The Master Blackmailer (1992)
For years, a blackmailer has been preying on the weaknesses of others throughout London. When Holmes hears of the utter misery this mystery man is creating, he adopts a campaign to thwart his evil scheming. The campaign astonishes Dr. Watson by its strangeness and finds Holmes falling in love.
Watch Trailer
Cast
Similar titles
Reviews
The film was still a fun one that will make you laugh and have you leaving the theater feeling like you just stole something valuable and got away with it.
Fanciful, disturbing, and wildly original, it announces the arrival of a fresh, bold voice in American cinema.
This is a coming of age storyline that you've seen in one form or another for decades. It takes a truly unique voice to make yet another one worth watching.
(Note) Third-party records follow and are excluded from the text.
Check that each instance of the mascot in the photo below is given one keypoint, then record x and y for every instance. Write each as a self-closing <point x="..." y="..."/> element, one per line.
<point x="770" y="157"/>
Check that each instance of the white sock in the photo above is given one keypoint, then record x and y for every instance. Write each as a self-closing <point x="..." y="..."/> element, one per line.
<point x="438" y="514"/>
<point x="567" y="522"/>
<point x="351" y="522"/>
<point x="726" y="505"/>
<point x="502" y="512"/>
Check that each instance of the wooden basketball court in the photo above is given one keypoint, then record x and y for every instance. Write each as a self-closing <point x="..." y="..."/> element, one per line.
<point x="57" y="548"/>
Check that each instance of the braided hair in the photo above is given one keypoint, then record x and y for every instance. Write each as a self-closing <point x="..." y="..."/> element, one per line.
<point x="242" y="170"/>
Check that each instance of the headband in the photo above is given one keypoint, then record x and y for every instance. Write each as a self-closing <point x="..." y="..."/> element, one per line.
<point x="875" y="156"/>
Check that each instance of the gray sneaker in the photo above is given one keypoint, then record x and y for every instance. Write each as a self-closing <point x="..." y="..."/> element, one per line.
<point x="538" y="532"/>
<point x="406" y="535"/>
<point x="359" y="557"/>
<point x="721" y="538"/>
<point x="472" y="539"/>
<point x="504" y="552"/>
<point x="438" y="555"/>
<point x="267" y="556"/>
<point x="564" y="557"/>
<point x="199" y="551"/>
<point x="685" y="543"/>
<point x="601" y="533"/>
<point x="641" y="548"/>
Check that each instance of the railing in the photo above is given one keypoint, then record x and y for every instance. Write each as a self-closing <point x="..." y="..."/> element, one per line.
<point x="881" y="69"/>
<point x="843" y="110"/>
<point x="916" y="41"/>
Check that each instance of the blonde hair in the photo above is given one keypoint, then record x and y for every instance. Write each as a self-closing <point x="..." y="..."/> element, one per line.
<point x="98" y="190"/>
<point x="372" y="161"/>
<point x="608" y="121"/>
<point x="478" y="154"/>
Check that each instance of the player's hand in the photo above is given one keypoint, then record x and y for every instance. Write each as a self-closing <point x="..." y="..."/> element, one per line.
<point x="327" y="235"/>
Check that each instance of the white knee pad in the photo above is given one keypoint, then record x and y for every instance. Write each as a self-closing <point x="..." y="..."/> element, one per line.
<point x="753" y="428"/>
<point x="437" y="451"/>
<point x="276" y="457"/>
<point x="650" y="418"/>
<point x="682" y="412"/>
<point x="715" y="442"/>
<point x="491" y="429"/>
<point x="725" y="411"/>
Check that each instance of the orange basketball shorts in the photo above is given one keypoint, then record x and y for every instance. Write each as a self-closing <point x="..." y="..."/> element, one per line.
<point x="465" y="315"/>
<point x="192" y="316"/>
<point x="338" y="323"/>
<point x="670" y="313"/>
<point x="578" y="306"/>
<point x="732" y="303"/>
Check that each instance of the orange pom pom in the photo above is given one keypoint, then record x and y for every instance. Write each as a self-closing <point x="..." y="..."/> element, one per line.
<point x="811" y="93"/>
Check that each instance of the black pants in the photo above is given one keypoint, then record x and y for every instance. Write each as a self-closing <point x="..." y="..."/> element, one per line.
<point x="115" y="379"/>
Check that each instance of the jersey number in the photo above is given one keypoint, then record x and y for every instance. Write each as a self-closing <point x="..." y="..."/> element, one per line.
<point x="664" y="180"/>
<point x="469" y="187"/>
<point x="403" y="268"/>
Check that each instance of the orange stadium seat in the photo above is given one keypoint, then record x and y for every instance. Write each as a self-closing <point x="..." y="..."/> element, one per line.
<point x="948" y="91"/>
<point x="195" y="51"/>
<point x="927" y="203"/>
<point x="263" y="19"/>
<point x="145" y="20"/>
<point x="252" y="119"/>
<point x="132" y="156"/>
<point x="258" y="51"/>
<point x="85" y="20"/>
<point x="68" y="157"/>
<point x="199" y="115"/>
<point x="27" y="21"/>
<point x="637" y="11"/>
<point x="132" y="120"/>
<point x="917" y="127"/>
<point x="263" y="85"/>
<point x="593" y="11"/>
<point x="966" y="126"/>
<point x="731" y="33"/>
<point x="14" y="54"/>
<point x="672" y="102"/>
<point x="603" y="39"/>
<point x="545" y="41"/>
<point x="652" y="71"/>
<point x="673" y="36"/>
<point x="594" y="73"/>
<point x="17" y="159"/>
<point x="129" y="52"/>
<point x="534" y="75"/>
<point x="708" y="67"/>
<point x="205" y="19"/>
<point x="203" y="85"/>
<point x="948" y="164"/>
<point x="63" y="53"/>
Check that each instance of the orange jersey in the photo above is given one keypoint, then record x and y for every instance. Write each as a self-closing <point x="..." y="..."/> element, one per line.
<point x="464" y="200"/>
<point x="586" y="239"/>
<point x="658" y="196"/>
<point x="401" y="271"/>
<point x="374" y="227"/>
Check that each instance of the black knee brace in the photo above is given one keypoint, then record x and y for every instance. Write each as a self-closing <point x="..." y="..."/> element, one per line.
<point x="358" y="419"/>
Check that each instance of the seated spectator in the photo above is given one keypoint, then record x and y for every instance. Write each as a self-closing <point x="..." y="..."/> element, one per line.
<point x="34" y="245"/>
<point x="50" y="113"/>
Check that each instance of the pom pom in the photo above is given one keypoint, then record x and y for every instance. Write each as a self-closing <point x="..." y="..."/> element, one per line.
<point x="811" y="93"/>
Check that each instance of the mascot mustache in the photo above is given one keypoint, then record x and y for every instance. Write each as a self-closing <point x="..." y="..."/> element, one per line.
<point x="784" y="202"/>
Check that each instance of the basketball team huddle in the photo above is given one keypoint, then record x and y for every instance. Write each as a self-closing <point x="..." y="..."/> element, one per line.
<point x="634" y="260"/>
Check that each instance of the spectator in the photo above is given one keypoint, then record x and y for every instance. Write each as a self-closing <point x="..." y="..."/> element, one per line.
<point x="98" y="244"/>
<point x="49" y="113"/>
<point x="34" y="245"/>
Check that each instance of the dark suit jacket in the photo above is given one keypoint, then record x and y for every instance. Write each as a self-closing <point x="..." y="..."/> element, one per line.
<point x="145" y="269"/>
The movie is wonderful and true, an act of love in all its contradictions and complexity
I am a longtime fan of the hour-long Jeremy Brett Sherlock Holmes dramatizations, but the three longer ones I have seen -- this one, The Sign of Four, and The Hound of the Baskervilles -- have left me disappointed. I was going to give this one a pretty negative review, until I went on-line and read the original story, Charles Augustus Milverton. The faults are almost all in the original, which Doyle wrote in 1904 and which feels pretty rushed and mechanical. Holmes does hardly any deducing or reasoning in this, but then he doesn't in the original, either. The dramatists have done an excellent job in creating a new foreground story and interweaving the central blackmail plot from the original story into several other blackmail plots. They have also developed the Watson character much more, and have fleshed-out Holmes' romance-in-disguise with the housemaid (the ever-excellent Sophie Thompson). Robert Hardy gives a masterful performance as the villain. As to the core scenes of the original story -- they are all here, practically verbatim. A pet peeve of mine is when dramatists take a classic character from literature and in an attempt to modernize and flesh-out the character, have the character do and say things that contradict the values of the original character. I thought that a bit of that had happened in this version, but again -- the Holmes here is the Holmes in the original story. It seemed to me that Holmes here was a bit too quick to go along with the lady's desire to hide the embarrassing letters from her about-to-be husband. After all, she wrote the letters, so doesn't the groom have a fair claim, at least, not to be deceived about his future wife? If the letters are really not so embarrassing, but the groom would terminate the wedding anyway, doesn't that tell us that perhaps he isn't so very suitable? That maybe this marriage should not happen? Is she really marrying the man for money and title, and not for love? The Holmes in the earlier stories would at least have given some thought to these questions, and the Doyle who wrote the earlier stories would have re-shaped his plot to answer all these concerns. But not in this story. While the dramatists did a good job in expanding the story, it would have been even better had they expanded it by developing the moral and romantic issues in the impending marriage that the original story overlooked.
The stand-out sequences from 'The Master Blackmailer', for me, are the ones between the brilliant Jeremy Brett (in disguise, naturally), and Sophie Thompson. Could it be the great detective has actually fallen for a lady?This aside, there's a intricate blackmail plot involving Robert Hardy (excellent), and plenty of opportunities for Holmes and Watson to get themselves in awkward situations before solving the mystery.Probably the best of the feature-length episodes, and a fine example of the work Brett and Hardwicke did to immortalise Conan Doyle's characters for the small screen.
I tend to look askance at departures from Doyle's sacred writings, but the additions in this film were well-chosen and done well. Those of us who have most of the Holmes canon mostly memorized tend to forget that for many viewers this may be their first exposure to Holmes, Watson and the foggy streets of Victorian London. A bit more atmosphere and additional plot may be a good introduction for newcomers to the Foggy Fables.The large body of work left by Brett and his associates is, I believe, the best and most faithful Holmes films so far.
Jeremy Brett is simply the best Holmes ever, narrowly edging out the great Basil Rathbone of course, and this is probably the best adaptation of a Conon-Doyle short story.A length adaptation includes some new plot strands that fit in well to the surrounding drama and heightens the hatred one feels for Milverton.Excellent performances all round, especially from Robert Hardy, and both Brett and Hardwick fully rounded and comfortable in their roles makes this a superb piece of drama.